The literature relating to birding is vast; however, certain books or series are regarded by the birding community as key milestones, setting standards of quality and influencing the development of birding literature, or birding itself. These works and their impact are dealt with on this page, in chronological order of publication. More information on each of the individual works can be found on their individual pages.

- Bird Neighbors (1897) by Neltje Blanchan was an early birding book which sold over 250,000 copies. It was illustrated with color photographs of stuffed birds.
- The Field Guide to the Birds by Roger Tory Peterson is regarded as the key birding book of the 20th century, due to its impact on the development and popularisation of birding.
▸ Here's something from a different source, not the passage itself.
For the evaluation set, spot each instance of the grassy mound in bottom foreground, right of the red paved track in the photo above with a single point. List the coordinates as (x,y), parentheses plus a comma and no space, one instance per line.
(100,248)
- Atlas of Breeding Birds of the West Midlands, produced in 1970 by the West Midland Bird Club; the first modern bird atlas.
- The Birds of the Western Palearctic is a comprehensive regional avifauna for the Western Palearctic. It consists of 9 volumes, the first published in 1977 and the ninth in 1996. Its format and breadth influenced the development of regional avifaunas for other parts of the world, notably The Birds of Africa.
- The Helm Identification Guides are a series, originally produced by Christopher Helm, covering the identification of groups of birds at a worldwide scale. The first volume produced was Seabirds by Peter Harrison, published in 1983.
- The Macmillan Field Guides to Bird Identification are two small field guides. They adopt an unusual format, in that not all species in the geographical area of coverage are included; instead only groups of species which the authors regarded as difficult to identify are covered. Each such group is given a chapter, where identification is covered discursively rather than in the abbreviated form more usually used in a field guide. The publication of the first volume (covering Britain and Ireland) was the first time that this approach had been used in a European guide; the book undoubtedly had a major influence on improving the identification skills of birders in Britain during the 1990s.
- The publication of Charles Sibley & Jon Ahlquist's Phylogeny and Classification of Birds in 1990 brought a debate about the higher-level systematics of modern birds to the consciousness of birders. Sibley and Ahlquist proposed a radically different phylogenetic tree for birds, based on the results of DNA-DNA hybridisation studies. More details can be found in the article Sibley-Ahlquist taxonomy.
- Handbook of the Birds of the World is the first work to describe and illustrate all of the world's birds. It is currently in production.
- The Sibley Guide to Birds by David Allen Sibley was published in 2000, and was widely regarded as setting a new standard for field guides in North America.
- The Collins Bird Guide by Peter J. Grant and Lars Svensson was first published in 2000, and was received extremely warmly by birders. It deals with the birds of the bulk of the Western Palearctic.
- The Big Year, by Mark Obmascik, was an account of a year-long birding contest, later turned into a movie.